Pentingnya Konsep Kafa’ah dalam Memilih Pasangan

Memilih dan memilih pasangan bukanlah suatu hal yang mudah untuk dilakukan, terutama bagi pasangan yang akan kita jadikan sebagai pasangan hidup (menikah). Hal ini tentu saja berlaku untuk laki-laki maupun perempuan. Untuk itu, Islam menganjurkan ketika akan memilih pasangan agar menjadikan konsep kafa’ah sebagai salah satu bahan pertimbangan.

Kafa’ah sendiri memiliki arti kesamaan atau keserasian (Siti Fatimah, 2014). Ketika kafa’ah kita kaitkan dengan menikah, memiliki arti dimensi keseimbangan antara calon suami dan istri. Keseimbangan antara suami dan istri akan sangat membantu dalam proses menuju tercapainya dari tujuan pernikahan, yakni sakinah (ketenangan), mawaddah (cinta kasih) dan warahmah (kasih sayang).

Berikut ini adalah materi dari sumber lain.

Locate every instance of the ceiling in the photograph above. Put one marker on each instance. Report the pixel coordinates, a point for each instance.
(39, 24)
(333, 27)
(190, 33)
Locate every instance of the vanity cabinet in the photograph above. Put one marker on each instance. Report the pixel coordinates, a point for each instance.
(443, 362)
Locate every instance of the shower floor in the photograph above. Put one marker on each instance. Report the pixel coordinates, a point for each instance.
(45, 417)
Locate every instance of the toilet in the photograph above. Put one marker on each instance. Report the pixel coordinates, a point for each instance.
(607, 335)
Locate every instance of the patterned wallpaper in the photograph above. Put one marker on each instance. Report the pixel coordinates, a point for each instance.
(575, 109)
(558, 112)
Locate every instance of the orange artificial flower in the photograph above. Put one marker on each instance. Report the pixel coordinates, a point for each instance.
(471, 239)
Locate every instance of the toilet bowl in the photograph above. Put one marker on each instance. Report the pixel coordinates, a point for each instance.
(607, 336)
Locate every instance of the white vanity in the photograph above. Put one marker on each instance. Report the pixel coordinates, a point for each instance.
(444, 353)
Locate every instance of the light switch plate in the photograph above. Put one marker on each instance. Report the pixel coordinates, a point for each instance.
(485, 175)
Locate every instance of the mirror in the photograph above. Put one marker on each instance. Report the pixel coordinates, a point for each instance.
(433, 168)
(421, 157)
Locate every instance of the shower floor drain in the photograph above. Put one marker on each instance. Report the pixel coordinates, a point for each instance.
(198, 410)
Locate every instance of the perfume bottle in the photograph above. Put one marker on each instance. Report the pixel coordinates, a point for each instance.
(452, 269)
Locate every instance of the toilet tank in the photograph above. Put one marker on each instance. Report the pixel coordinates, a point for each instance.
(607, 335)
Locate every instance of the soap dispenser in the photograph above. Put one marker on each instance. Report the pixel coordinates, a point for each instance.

Kafa’ah sendiri berlaku sebelum pelaksanaan akad nikah, bersifat sebagai syarat lazim bukan legal administratif seperti prosedur pranikah pada umumnya yang memuat berbagai persyaratan hak-hak keduanya dan kafa’ah bukan termasuk sebagai syarat sah dalam pernikahan. Artinya Jika baik laki-laki maupun perempuan melakukan pernikahan dengan tanpa mempertimbangkan kafa’ah, maka pernikahan tersebut tetap dianggap sah.

Meskipun demikian, konsep ini menjadi penting karena apabila hubungan pernikahan dijalani dengan dengan dasar dan pemahaman yang sama di antara keduanya, maka pernikahan tersebut akan berakhir dengan harmonis dan bahagia. Salah satu yang sudah menjadi pemahaman umum masyarakat adalah keturunan, agama, kekayaan dan parasnya.    

Pendapat Fuqaha’ mengenai Kafa’ah

Para Fuqaha’ berselisih pendapat mengenai kafa’ah, mazhab Maliki berdasarkan penjelasan Wahbah Az-Zuhayli dalam buku fiqh Islam yang dikutip oleh Otong Husni Taufik (2017) menjelaskan kafa’ah terdiri dari dua, yakni agama dan kondisi. Kondisi yang dimaksud adalah selamat dari aib yang memiliki potensi timbulnya pilihan.  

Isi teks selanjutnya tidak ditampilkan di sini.